内閣府の最新の世論調査では、死刑を容認する人が80.3%と依然高水準で、廃止を求める人は9.7%にとどまっている。

死刑制度をめぐる日本の議論:世論は8割が死刑容認 より

たくさん悪さをした奴は人間ではないの?

どのくらい悪さをしたら殺されることが正義となるんだろう?

 

正義というのはある種、絶対的なものと僕は考えていた。

悪の支配者をぶっ倒すスーパーマンは間違いなく正義のヒーローだし、人殺しは絶対的に悪人だし、いじめはよくない。

そうやって当然のように習ってきたからだ。

 

人が人をいじめてるのを見るのは心が痛い。

そこに理屈なんてない。ダメなものはダメ。

正義とは何か?は教えてくれない

本書を読んで、「人殺し」ですら疑ってしまう。

なんかそれっぽい倫理観を持ち出しても「え、じゃあこういうシチュエーションでも、それは正義なの?」と反例を一個でも持ち出されると打ち砕かれてしまう。

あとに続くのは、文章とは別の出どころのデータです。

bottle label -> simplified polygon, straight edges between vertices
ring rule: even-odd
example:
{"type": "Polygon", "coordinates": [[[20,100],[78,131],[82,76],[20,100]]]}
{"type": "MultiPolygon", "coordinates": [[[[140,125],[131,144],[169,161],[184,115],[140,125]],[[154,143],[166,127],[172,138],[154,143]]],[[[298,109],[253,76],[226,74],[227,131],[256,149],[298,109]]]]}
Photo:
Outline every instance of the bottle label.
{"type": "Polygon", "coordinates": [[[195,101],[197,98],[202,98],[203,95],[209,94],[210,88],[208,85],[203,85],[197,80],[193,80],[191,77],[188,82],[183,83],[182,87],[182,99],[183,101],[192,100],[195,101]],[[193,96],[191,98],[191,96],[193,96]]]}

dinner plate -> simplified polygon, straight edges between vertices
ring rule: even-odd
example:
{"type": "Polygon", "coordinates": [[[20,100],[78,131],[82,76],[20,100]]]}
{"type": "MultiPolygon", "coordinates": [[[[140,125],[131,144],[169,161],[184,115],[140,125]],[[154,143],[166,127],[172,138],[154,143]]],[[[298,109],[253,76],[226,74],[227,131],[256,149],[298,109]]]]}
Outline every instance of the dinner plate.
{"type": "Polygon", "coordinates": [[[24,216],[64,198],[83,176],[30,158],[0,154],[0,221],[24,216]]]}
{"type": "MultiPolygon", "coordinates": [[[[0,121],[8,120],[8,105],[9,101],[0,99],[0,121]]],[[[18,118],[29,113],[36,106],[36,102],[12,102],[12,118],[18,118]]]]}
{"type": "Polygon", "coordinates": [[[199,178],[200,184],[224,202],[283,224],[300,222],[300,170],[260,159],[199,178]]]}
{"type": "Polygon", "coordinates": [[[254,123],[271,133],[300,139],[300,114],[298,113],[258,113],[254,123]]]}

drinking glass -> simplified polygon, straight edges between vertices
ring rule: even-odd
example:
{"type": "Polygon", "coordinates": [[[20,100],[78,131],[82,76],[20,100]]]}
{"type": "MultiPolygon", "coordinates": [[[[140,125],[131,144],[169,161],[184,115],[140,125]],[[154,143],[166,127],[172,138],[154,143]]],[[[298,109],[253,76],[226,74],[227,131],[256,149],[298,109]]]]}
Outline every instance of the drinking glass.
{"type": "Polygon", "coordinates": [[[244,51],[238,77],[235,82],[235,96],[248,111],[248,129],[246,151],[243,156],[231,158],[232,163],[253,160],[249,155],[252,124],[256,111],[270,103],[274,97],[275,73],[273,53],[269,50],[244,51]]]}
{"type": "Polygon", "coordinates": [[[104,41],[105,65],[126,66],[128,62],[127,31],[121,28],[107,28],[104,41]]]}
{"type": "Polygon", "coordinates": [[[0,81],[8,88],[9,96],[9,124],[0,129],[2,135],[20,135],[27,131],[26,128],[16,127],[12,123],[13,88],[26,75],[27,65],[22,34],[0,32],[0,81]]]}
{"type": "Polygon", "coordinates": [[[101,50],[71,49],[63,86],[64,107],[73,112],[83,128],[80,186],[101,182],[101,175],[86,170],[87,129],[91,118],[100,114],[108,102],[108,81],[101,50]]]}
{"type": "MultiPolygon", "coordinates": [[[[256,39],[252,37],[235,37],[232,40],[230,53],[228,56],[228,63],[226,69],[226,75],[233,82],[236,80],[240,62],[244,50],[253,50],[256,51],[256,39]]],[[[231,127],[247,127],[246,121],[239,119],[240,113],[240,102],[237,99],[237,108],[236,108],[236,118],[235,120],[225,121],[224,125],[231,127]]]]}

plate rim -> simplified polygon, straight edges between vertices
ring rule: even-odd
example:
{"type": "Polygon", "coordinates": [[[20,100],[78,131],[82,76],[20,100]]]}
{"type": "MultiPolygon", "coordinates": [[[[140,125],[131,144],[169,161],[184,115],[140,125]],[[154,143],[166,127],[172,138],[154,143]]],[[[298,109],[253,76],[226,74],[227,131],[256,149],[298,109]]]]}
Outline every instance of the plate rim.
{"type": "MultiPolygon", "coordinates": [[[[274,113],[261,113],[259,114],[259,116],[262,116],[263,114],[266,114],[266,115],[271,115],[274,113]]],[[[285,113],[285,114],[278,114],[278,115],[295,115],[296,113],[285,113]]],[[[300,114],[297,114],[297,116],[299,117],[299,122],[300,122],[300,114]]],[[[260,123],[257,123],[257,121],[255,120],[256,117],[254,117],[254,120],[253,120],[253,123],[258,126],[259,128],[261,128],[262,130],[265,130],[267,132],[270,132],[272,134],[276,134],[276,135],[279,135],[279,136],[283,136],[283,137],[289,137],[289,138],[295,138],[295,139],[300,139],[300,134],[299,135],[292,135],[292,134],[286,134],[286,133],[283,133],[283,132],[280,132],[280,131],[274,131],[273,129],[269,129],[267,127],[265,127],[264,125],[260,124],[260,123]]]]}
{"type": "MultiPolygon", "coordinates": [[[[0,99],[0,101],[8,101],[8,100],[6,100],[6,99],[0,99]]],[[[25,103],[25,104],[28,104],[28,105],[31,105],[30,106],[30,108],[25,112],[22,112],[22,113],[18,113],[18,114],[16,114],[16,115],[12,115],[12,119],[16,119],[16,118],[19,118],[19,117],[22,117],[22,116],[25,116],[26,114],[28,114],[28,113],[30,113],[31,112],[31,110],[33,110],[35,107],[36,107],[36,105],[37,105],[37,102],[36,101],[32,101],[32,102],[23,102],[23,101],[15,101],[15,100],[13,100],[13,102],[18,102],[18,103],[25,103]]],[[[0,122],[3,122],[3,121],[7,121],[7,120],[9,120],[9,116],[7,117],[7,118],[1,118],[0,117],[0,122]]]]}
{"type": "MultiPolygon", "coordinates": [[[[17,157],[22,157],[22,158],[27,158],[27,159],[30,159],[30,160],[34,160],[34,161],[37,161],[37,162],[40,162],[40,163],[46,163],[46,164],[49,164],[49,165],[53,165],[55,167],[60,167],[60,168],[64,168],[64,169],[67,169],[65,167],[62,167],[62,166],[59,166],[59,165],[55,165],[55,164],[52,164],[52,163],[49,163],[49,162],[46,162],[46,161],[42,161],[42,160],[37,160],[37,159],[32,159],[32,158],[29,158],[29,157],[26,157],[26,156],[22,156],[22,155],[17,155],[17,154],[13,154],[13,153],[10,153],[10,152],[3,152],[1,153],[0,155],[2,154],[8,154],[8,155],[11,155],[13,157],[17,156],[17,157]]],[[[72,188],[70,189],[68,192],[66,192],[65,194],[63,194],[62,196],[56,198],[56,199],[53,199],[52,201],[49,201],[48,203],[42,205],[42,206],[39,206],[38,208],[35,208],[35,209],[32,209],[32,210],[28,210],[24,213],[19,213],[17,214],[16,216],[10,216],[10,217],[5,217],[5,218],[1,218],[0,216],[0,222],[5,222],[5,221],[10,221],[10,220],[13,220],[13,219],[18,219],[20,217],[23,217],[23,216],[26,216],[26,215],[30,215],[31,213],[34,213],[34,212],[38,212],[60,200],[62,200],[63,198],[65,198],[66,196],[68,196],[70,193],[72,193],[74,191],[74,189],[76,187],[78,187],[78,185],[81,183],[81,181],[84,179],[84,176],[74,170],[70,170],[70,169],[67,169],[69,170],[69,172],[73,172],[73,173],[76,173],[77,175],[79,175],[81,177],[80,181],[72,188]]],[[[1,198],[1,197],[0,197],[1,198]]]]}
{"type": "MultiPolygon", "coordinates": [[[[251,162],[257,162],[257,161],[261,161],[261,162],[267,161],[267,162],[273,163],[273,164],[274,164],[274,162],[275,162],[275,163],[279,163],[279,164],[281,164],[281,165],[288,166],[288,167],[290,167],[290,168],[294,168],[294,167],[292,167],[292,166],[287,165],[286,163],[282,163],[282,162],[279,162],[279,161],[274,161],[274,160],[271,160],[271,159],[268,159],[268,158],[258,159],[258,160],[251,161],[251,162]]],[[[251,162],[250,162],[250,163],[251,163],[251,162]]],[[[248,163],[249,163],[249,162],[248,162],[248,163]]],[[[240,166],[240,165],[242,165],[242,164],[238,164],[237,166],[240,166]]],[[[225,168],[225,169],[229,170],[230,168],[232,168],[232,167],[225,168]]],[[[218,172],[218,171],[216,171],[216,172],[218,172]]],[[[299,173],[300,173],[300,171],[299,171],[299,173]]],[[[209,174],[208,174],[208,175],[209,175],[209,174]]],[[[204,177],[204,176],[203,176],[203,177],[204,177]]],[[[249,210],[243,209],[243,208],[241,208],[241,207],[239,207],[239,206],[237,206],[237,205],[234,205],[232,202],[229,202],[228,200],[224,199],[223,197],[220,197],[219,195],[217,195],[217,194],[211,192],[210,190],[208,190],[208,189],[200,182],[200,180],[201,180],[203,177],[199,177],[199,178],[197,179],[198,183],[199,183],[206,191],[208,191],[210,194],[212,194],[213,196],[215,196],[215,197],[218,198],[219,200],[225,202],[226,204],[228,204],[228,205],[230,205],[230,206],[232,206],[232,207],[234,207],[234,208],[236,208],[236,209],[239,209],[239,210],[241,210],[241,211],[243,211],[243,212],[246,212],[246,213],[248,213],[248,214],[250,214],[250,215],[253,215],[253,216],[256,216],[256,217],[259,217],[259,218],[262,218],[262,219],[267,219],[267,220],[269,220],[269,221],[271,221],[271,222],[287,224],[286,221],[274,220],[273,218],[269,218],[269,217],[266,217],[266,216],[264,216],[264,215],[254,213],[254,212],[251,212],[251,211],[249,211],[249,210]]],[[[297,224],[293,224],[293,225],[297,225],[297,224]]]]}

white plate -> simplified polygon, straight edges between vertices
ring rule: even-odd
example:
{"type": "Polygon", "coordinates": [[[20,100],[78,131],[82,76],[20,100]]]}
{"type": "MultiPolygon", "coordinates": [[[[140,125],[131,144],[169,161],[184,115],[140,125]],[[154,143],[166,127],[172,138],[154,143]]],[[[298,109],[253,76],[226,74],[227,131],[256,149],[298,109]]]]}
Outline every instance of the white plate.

「幸せになる人が増えるようにすればいいじゃん!」と言えば、「じゃあ、あなたの臓器をすべて提供すれば、あなた一人は死ぬけどそのおかげでたくさんの人の命が助かるね!あなたの臓器全部ちょうだい!」がまかり通ってしまう。

 

「正義=○○」なんて公式は、存在しない(少なくとも現代では)。そんなものがあったら、哲学者は苦労しないだろう。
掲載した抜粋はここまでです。